I'm open to alternatives, but a feature allowing coordinated flagging without technical skills to code could broaden identifying data issues.
Add title modifications to be flagged for retracted/withdrawn and use a statement instead of the title modification when detected.
Examples: Title modified by adding "RETRACTED ARTICLE: " string. https://scholia.toolforge.org/doi/10.1007/s40615-014-0010-x
Additionally this is not flagged as retracted on lookup.
Title Modified by adding "WITHDRAWN—" see https://scholia.toolforge.org/work/Q128114984
Crosscheck of import data: Crossref display vs json vs Import - In this case the JSON had more data than displayed in terms of number of authors while the wikidata import didn't get the first names. Metadata supplier or Crossref issue, but data quality thing to validate. I've reported this specific issue to Crossref, but it may call for validation checks to ensure author string imports are complete.
Pull display authors and JSON author strings, compare if same length and flag for import is length do not match for potential source issue?
https://www.wikidata.org/w/index.php?title=Q137188037&oldid=2437305526
Crosscheck of import data: Crossref display vs json vs Import - In this case the JSON had more data than displayed in terms of number of authors while the wikidata import didn't get the first names. Metadata supplier or Crossref issue, but data quality thing to validate.
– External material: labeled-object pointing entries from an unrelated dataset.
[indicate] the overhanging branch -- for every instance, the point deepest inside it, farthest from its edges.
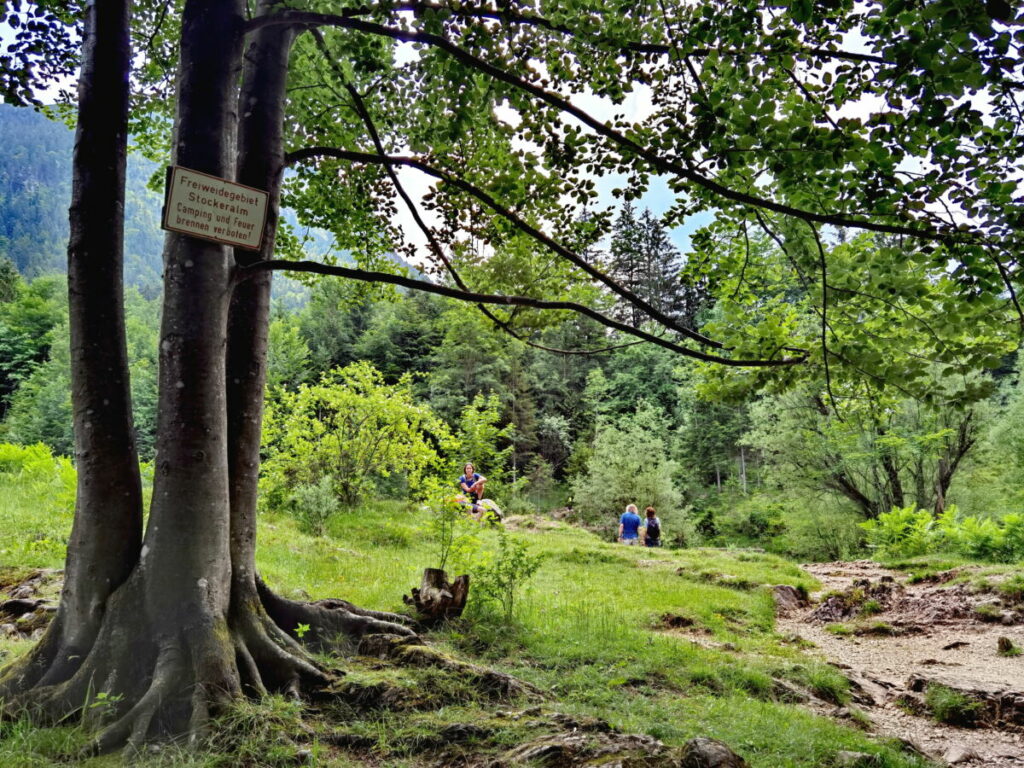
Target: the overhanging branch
(513, 218)
(656, 162)
(435, 246)
(479, 298)
(632, 46)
I've reported this specific issue to Crossref, but it may call for validation checks to ensure author string imports are complete.
Pull display authors and JSON author strings, compare if same length and flag for import is length do not match for potential source issue?
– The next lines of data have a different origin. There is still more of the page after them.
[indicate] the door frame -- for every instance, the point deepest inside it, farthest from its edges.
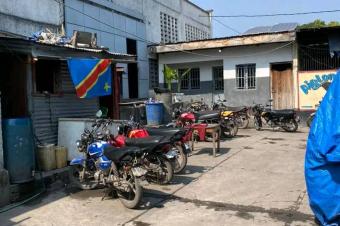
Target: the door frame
(271, 77)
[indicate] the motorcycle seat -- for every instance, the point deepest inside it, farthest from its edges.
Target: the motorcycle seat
(117, 154)
(283, 111)
(163, 131)
(206, 115)
(145, 142)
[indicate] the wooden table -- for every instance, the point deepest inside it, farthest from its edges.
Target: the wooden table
(215, 131)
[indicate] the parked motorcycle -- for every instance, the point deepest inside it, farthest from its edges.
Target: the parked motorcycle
(286, 119)
(118, 169)
(177, 141)
(241, 114)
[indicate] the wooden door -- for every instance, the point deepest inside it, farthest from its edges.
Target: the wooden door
(282, 89)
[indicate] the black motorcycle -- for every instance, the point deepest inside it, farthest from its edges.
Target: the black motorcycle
(286, 119)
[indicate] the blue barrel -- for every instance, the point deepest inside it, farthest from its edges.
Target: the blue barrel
(18, 149)
(154, 113)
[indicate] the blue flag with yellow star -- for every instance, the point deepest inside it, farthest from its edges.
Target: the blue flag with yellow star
(91, 77)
https://www.wikidata.org/w/index.php?title=Q137188037&oldid=2437305526
![]()
![]()
According to Crossref only the surname is required in the metadata and the display issue discrepancy on their end is a known issue, but it highlights some assumptions that should be accounted for.
A much broader data handing issue than #2731 is a Crossref trove of unescaped items: &, and so many more https://search.crossref.org/search/works?q=%26amp%3B&from_ui=yes
Issue reported to Crossref asking to flag in the metadata json at the very least.
https://github.com/WDscholia/scholia/issues/2726#issuecomment-3607349056 Crossref has identifed some parsing issue on their side for escape and it will fix some of the escape issues.